Belki de bu yüzden bu yıl, mağdurlar konuşurken ilk kez yalnız hissetmedi. Toplumun refleksi değişti. “Bu nasıl bu kadar uzun süre oldu?” sorusu soruluyor. Bu küçük gibi görünen değişim, aslında çok büyük bir zihinsel kırılma.
Senenin son gününde dönüp baktığımda şunu hissediyorum: Bu dosyalar ve Kan Portakalı bize korkunç şeyler anlattı ama aynı zamanda bir şeyin de sona erdiğini gösterdi. Sessizliğin artık eskisi kadar güvenli olmadığı bir döneme girdik.

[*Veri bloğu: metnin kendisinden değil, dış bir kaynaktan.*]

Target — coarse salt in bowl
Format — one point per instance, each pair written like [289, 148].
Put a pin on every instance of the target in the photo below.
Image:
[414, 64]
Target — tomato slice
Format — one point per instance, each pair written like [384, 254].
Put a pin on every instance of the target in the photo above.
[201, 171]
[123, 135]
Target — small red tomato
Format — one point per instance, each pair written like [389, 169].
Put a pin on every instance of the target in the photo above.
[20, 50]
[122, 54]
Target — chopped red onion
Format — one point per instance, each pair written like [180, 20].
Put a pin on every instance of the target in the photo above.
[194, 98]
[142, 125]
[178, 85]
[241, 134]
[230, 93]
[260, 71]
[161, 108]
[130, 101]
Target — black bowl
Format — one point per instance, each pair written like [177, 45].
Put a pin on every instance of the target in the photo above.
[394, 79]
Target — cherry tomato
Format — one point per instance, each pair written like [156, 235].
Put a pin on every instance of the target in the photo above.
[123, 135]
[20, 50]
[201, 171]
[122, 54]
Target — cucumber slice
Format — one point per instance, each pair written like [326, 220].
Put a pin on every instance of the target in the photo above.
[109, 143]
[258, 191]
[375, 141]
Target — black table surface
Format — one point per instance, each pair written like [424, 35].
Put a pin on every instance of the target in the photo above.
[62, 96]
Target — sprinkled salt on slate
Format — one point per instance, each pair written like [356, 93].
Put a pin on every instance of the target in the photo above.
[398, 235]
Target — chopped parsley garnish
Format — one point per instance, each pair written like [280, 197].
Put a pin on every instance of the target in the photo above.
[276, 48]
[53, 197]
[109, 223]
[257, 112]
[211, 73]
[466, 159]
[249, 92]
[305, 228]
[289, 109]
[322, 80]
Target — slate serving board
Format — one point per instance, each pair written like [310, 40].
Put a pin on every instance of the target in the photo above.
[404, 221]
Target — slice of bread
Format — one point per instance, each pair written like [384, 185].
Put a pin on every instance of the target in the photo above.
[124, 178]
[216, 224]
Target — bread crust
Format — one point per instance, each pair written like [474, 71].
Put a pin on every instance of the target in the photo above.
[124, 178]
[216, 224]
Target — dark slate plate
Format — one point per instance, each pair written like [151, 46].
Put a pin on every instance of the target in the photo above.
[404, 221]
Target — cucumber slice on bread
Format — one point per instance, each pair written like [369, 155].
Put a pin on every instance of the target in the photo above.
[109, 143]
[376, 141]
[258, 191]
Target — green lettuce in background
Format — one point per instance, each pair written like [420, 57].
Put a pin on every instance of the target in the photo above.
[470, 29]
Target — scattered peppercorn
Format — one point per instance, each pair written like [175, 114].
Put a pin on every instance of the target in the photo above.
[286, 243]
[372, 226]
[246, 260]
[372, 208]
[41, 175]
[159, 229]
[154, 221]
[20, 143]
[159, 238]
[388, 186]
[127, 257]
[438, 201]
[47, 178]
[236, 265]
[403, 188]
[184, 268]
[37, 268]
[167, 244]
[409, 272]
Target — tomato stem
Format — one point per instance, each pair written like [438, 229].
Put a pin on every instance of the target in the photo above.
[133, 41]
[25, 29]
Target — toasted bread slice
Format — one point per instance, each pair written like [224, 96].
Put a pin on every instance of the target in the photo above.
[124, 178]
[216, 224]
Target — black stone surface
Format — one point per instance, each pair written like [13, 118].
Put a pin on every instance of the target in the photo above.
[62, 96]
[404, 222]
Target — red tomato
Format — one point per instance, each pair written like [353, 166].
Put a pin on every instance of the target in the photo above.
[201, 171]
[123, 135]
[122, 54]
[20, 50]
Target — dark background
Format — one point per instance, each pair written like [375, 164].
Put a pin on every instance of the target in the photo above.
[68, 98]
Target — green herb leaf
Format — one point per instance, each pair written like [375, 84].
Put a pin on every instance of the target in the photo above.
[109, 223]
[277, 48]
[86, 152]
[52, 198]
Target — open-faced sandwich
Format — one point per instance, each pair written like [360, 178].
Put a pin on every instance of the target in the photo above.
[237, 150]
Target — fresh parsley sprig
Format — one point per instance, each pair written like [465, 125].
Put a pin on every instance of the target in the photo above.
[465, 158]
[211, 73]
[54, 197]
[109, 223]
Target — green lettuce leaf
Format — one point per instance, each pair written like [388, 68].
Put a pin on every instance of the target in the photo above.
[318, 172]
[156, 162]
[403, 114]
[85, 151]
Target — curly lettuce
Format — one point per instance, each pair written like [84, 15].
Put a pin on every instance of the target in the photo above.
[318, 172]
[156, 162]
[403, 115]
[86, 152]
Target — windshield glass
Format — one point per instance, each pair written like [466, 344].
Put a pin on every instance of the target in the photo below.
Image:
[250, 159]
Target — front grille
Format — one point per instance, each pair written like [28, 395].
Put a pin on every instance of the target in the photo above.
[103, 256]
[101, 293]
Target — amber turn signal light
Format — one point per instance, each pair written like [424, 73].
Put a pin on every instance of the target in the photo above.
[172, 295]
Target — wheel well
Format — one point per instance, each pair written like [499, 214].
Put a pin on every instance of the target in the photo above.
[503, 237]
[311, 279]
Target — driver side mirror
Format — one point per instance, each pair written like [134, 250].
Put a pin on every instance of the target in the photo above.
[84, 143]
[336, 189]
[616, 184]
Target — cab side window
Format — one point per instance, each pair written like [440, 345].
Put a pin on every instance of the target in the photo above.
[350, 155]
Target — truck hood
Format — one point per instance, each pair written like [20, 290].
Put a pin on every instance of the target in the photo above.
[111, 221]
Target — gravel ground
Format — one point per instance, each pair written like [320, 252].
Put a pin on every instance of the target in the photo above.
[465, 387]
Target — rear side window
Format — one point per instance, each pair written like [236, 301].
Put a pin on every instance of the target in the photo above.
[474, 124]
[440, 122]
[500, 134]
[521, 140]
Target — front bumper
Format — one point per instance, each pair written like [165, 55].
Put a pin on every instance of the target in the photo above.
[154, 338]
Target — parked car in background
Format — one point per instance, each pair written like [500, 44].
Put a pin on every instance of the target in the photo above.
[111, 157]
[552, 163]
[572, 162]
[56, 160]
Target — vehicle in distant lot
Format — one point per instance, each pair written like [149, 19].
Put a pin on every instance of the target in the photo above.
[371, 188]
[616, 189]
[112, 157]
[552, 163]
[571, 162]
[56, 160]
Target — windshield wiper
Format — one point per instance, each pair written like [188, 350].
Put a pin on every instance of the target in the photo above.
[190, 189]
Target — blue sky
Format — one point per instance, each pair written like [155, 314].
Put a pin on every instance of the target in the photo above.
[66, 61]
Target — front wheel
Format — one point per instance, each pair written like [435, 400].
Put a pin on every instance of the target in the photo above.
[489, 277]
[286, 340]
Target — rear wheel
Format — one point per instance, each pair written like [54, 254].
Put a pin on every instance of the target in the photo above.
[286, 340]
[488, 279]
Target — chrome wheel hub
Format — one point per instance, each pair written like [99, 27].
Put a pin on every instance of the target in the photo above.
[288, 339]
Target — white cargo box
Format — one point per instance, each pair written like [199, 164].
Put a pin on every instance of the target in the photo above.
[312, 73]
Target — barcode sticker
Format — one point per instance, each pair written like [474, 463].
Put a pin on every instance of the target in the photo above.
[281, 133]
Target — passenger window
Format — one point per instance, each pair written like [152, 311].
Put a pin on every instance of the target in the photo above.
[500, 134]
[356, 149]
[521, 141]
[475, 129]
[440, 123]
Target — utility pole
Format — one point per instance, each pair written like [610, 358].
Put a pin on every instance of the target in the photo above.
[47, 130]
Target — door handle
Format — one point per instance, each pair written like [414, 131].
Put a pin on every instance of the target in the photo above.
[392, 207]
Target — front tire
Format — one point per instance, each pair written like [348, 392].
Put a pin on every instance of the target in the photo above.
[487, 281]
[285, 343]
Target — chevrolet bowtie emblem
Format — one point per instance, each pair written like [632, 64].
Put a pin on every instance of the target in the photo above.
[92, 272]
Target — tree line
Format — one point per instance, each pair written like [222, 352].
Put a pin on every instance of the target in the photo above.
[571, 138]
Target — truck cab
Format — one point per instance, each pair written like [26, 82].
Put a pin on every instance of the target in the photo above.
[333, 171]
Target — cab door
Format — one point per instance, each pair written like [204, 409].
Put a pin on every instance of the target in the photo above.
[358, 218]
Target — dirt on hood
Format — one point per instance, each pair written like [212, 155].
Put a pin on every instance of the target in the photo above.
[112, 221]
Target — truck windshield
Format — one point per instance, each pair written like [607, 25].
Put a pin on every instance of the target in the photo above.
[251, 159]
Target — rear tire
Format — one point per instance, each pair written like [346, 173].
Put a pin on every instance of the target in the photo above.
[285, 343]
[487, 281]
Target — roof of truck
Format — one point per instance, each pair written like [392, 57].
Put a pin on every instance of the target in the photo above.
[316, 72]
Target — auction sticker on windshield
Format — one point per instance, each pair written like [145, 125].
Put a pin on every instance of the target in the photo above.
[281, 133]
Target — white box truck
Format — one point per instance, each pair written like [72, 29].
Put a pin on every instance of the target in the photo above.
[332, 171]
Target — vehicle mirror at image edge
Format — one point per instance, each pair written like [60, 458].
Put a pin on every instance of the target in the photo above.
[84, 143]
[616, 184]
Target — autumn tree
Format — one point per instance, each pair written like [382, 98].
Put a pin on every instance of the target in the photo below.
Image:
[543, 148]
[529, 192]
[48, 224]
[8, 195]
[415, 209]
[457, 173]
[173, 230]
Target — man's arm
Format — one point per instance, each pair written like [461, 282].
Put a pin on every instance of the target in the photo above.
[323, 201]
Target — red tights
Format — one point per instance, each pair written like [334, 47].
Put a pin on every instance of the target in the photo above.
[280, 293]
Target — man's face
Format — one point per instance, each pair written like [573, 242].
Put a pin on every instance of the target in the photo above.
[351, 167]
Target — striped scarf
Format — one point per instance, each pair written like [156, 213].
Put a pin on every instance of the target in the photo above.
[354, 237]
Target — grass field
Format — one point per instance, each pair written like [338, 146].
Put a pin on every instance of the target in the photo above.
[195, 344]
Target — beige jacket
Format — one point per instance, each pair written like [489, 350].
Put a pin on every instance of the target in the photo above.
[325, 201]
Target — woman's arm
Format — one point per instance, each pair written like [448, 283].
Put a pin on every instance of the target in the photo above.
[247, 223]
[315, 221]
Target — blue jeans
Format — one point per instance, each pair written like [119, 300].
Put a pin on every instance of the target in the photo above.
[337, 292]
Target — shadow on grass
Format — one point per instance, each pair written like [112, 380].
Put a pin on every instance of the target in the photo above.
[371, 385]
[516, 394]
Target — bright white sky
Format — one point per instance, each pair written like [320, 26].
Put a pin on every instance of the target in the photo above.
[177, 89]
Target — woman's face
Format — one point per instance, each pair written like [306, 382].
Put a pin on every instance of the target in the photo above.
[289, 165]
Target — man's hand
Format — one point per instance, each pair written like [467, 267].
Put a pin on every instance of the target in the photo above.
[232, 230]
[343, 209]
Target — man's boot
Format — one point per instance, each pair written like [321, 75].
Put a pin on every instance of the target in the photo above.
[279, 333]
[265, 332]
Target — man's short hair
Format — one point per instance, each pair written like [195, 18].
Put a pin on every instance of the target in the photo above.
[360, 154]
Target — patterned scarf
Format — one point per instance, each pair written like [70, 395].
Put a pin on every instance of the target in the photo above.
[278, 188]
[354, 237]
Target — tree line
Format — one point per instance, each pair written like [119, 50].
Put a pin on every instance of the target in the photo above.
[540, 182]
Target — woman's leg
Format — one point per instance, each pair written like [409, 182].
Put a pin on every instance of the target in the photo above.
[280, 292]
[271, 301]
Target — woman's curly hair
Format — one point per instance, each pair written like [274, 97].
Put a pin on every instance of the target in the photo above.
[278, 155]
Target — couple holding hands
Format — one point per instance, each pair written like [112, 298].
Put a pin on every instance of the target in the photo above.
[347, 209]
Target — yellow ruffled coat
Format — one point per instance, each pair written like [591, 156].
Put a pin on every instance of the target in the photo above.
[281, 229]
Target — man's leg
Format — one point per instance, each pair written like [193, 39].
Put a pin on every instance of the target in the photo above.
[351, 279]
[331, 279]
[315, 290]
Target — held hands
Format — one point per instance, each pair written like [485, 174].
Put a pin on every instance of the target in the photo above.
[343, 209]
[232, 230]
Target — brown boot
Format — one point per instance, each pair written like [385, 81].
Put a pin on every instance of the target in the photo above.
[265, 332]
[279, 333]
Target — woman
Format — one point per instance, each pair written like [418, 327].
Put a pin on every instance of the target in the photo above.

Belki hâlâ her şey aydınlık değil. Belki hâlâ çok geç kalınmış adaletler var. Ama ilk kez şu cümleyi gönül rahatlığıyla kurabiliyoruz: Mağdurlar hep vardı. Ama artık yalnız değiller.
Bu arada Türkiye’de de bir erkek ekran ünlüsünün etrafında geçen ve yine iktidar ilişkilerinin konuşulduğu, kadınların kariyer için bir takım ilişkilere zorlandığı iddia edilen bir dosya var. Hala da devam ediyor. Niye onu da dördüncü dosya olarak almadın diye sorabilirsiniz! Haklısınız ama ben bu dosyada olanı biteni hala anlamadım. Anlamamaya da devam ediyorum. Çünkü anlatan yok.
Bizdeki mağdurlar hala yalnız olduklarını düşünüyorlar galba… Ya da görmezden gelmek hepimizin işine geliyor.